Initiation of Secondary Prevention Medications for Myocardial Infarction using Technology-Assisted Pharmacist Intervention

Anthony Kessels, Pharm.D., BCPS, Thomas Bailey, M.D., Laura Noirot, B.S., William C. Dunagan, M.D., Erin Rachmiel, Pharm.D., BCPS, Rina Shah, Pharm.D., BCPS,

Barnes-Jewish Hospital
St. Louis, Missouri

Purpose

Secondary prevention guidelines for the treatment of coronary artery disease have been well researched and established, including the use of aspirin, β-adrenergic blocking agents, angiotensin-converting enzyme inhibitors (ACE-I), and statins to decrease the risk of subsequent cardiac events and death. Despite well-documented evidence, an unacceptably low number of patients are discharged on these therapies in the United States. Studies have shown that in-hospital initiation of secondary prevention medications increases outpatient compliance and improves long-term outcomes. Recognizing this, a computerized system to alert pharmacists of the need to review the medication therapy of inpatients following an acute MI was designed and implemented to increase adherence with the secondary prevention guidelines.

Description of the Program

Data were initially gathered on the percentage of patients at Barnes-Jewish Hospital discharged on appropriate post-myocardial infarction (MI) medication therapy. At baseline, only 88% of patients were prescribed aspirin, 71% β-blockers, 60% ACE-Is, and 80% statins upon discharge. Additionally, only 67% of patients had a lipid panel drawn within 24 hours of admission. Based on the low percentage of patients discharged on optimal medications, we designed a program to improve compliance with secondary prevention guidelines by using a decision-support application with pharmacist intervention.

Between February 2000 and May 2001, we conducted a preliminary study to determine whether pharmacist intervention could increase the proportion of patients discharged on an optimal medication regimen in the post-MI period. We used a positive troponin (> 1.4 mg/dL) within 24 hours of admission to identify patients with acute MI. Study pharmacists then intervened on two medicine teams to ensure that eligible patients were initiated on appropriate post-MI medications. Two other medicine teams served as the control group. This study demonstrated substantial improvement in prescription rates of appropriate post-MI medications with pharmacist intervention.

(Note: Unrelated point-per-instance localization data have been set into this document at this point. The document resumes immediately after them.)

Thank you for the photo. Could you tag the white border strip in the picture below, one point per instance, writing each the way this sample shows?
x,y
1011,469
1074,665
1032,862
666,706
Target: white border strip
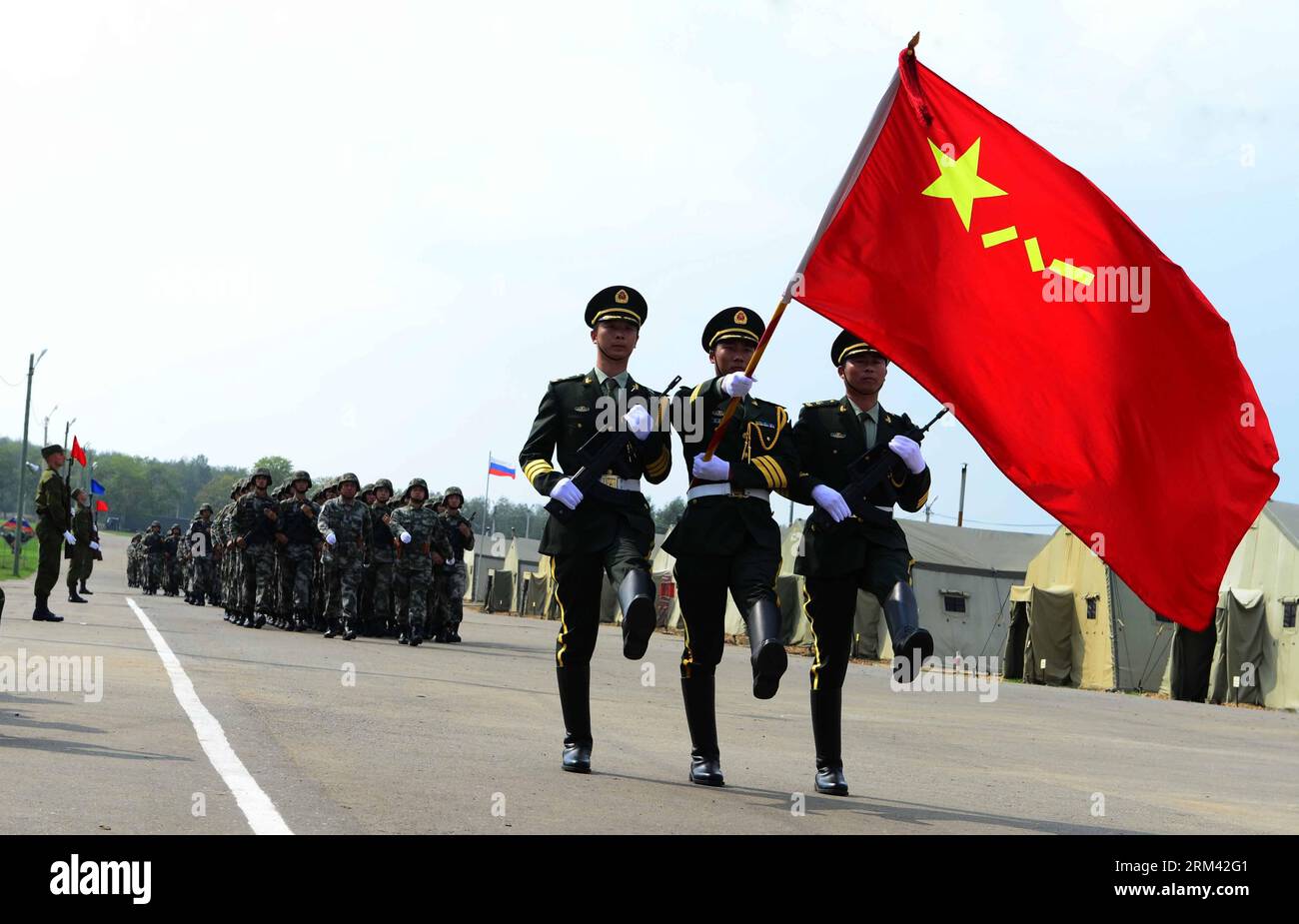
x,y
261,812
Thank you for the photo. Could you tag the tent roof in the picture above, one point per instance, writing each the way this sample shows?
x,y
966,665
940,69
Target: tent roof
x,y
935,545
1286,516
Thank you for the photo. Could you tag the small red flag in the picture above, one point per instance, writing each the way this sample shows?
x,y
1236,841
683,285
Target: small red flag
x,y
1086,364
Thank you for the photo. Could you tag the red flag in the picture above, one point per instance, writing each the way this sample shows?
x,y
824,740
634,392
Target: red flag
x,y
1086,364
78,454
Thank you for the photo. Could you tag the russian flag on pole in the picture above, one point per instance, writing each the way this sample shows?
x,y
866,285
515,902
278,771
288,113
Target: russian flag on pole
x,y
498,467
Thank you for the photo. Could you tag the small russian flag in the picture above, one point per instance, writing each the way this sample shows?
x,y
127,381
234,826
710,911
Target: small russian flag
x,y
498,467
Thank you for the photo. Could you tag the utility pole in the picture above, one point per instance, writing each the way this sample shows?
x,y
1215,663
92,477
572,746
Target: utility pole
x,y
960,508
22,462
44,441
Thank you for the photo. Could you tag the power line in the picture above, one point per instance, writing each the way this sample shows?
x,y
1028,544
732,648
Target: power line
x,y
1020,525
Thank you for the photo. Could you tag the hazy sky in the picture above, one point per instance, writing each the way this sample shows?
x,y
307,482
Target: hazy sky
x,y
363,235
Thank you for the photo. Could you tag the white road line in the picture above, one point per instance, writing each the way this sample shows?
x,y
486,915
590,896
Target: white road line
x,y
256,806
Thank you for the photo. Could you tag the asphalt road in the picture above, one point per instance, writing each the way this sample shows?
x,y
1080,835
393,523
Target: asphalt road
x,y
325,736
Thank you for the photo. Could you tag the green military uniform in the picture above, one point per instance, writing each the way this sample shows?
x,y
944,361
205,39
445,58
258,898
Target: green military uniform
x,y
53,502
611,531
866,550
727,541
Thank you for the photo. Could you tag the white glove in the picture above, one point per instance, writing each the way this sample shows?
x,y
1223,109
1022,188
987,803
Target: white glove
x,y
736,385
710,469
909,452
831,501
638,422
567,493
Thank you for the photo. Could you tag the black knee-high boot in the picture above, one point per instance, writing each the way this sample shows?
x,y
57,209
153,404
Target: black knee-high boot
x,y
575,681
699,694
826,724
766,647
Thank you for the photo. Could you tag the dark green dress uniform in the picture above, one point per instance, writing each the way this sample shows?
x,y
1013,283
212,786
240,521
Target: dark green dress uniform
x,y
838,559
611,532
53,506
727,541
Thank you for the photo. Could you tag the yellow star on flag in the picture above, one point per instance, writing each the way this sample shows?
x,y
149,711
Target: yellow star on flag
x,y
960,181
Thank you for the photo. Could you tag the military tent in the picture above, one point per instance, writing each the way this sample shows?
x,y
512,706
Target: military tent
x,y
1250,654
1073,621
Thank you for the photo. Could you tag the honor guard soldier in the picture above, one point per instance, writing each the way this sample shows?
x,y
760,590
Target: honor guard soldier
x,y
865,550
611,529
53,506
726,538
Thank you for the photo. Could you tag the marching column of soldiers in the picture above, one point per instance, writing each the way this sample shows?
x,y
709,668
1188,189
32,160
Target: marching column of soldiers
x,y
726,540
349,559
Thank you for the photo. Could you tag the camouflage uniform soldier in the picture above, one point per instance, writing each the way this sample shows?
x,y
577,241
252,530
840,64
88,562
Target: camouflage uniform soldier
x,y
454,575
298,519
152,543
199,542
133,560
423,543
382,556
170,560
256,532
229,554
345,523
83,529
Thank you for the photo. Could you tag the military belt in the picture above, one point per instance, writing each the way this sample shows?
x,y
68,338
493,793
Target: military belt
x,y
726,489
620,482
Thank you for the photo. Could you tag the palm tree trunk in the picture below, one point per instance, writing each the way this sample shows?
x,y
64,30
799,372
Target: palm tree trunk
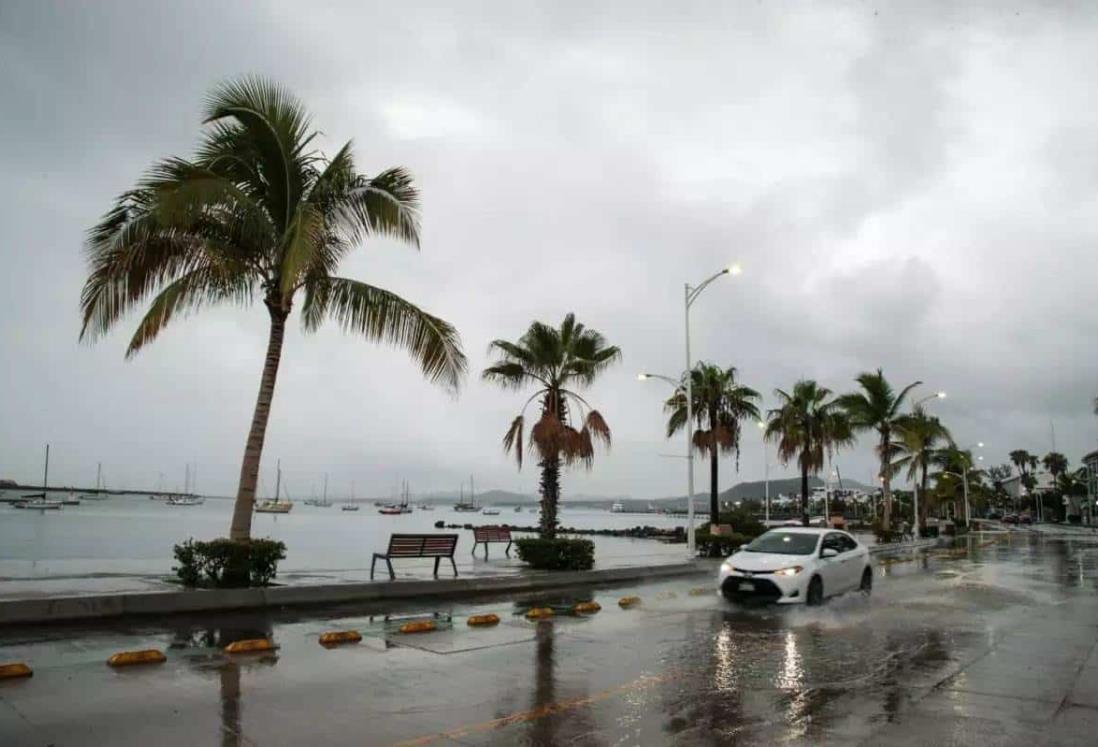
x,y
550,495
804,494
886,482
714,508
923,500
241,530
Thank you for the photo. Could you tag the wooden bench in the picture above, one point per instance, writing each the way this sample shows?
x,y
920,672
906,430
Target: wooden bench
x,y
483,535
437,546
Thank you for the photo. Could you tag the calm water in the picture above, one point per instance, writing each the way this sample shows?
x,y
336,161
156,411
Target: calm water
x,y
133,535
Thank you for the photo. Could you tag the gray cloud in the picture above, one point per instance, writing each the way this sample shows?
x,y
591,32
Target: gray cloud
x,y
907,187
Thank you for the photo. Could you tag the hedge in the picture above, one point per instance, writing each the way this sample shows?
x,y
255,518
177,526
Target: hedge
x,y
226,564
558,554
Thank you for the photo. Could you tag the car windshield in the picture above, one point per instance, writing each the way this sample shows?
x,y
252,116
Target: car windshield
x,y
783,543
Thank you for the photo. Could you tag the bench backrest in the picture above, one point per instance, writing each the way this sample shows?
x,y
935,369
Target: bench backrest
x,y
492,534
422,545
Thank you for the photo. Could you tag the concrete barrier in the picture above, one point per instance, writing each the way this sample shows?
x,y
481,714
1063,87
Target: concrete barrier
x,y
99,606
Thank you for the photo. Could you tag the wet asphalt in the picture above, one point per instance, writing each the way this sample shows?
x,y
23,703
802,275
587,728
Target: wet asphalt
x,y
990,644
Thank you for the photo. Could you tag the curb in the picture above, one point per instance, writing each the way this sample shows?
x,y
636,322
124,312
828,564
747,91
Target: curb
x,y
102,606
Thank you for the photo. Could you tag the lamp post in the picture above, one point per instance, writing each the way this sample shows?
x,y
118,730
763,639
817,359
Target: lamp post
x,y
915,486
765,463
967,508
690,460
690,294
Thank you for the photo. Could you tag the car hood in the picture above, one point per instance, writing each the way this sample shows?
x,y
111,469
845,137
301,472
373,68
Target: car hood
x,y
766,560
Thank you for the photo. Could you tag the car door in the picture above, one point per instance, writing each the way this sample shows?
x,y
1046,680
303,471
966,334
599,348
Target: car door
x,y
850,561
831,569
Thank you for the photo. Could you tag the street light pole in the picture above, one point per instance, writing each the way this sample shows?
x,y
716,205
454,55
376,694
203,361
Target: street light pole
x,y
915,485
765,463
690,294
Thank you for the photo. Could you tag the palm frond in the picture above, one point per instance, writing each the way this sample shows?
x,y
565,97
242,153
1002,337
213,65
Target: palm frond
x,y
384,316
513,439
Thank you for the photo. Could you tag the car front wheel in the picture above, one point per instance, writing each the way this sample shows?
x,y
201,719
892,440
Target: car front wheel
x,y
866,586
815,592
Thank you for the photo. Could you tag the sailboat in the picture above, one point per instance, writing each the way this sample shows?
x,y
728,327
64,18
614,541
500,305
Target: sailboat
x,y
100,493
37,501
471,505
395,509
188,497
349,505
276,505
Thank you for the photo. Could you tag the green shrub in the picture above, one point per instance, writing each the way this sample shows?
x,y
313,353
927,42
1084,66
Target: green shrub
x,y
719,545
557,554
741,521
228,564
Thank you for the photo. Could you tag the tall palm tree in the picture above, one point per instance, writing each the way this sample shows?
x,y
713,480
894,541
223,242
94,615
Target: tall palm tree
x,y
557,361
720,402
952,464
877,408
259,212
808,425
920,436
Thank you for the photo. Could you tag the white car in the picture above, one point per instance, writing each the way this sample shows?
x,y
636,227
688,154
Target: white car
x,y
794,565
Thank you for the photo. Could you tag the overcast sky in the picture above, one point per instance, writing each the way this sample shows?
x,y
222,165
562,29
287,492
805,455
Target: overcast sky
x,y
911,186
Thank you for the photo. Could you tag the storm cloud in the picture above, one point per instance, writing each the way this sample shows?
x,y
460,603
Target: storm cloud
x,y
907,186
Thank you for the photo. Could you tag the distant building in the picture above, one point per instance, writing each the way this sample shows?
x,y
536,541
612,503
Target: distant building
x,y
1014,487
1090,463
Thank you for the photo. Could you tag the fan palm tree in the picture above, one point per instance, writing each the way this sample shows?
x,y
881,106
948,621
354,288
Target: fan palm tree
x,y
557,361
952,465
259,212
920,436
720,402
808,426
877,408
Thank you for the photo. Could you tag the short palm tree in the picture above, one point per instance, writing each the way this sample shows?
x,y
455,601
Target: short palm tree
x,y
920,436
557,361
877,408
259,212
808,425
720,402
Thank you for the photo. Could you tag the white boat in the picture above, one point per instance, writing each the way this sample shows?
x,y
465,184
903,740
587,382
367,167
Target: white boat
x,y
395,509
276,505
471,505
37,501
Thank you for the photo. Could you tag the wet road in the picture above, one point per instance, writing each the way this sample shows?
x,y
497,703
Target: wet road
x,y
993,645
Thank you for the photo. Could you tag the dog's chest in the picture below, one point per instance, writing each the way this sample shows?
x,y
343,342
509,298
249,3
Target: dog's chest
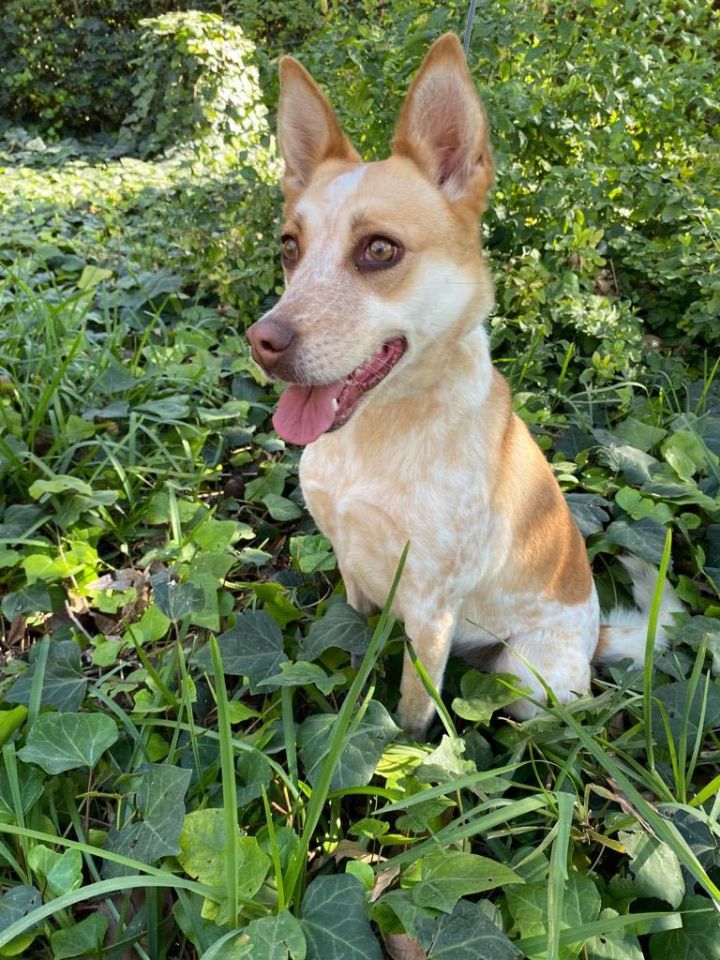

After demonstrating better adherence to guidelines among patients in the intervention group, the program was expanded to all patients with acute MI with troponins greater than 1.4 mg/dL. In addition, inpatient pharmacists were held accountable for this intervention as part of their patient-care responsibilities. Major implementation steps included the following:

1. Establishing a real-time clinical process to identify all patients with positive troponins.
2. Performing lipid panels on all patients with elevated troponins.
3. Developing a decision support system to evaluate post-MI medications and valid contraindications.
4. Implementing an intranet website to alert pharmacists to patients’ demographic information, post-MI medication regimens, and other pertinent information.
5. Training pharmacy staff to communicate with physicians to ensure that patients are started on appropriate medications before discharge.

Experience with the Program

Average rates of discharge prescriptions are substantially greater than original baseline percentages and have met targets for all agents. Aspirin discharge prescription rates have improved to a mean of 98%, β-blockers 98%, ACE-I 94%, and statins 97%. In operation for over two years, the program has maintained the improvement in the percentage of patients discharged on an appropriate post-MI medication regimen.

Conclusion

A computerized system was successful in alerting pharmacists to inpatients with acute MI, thereby facilitating communication with physicians to ensure that appropriate post-MI medication therapy could be initiated before discharge.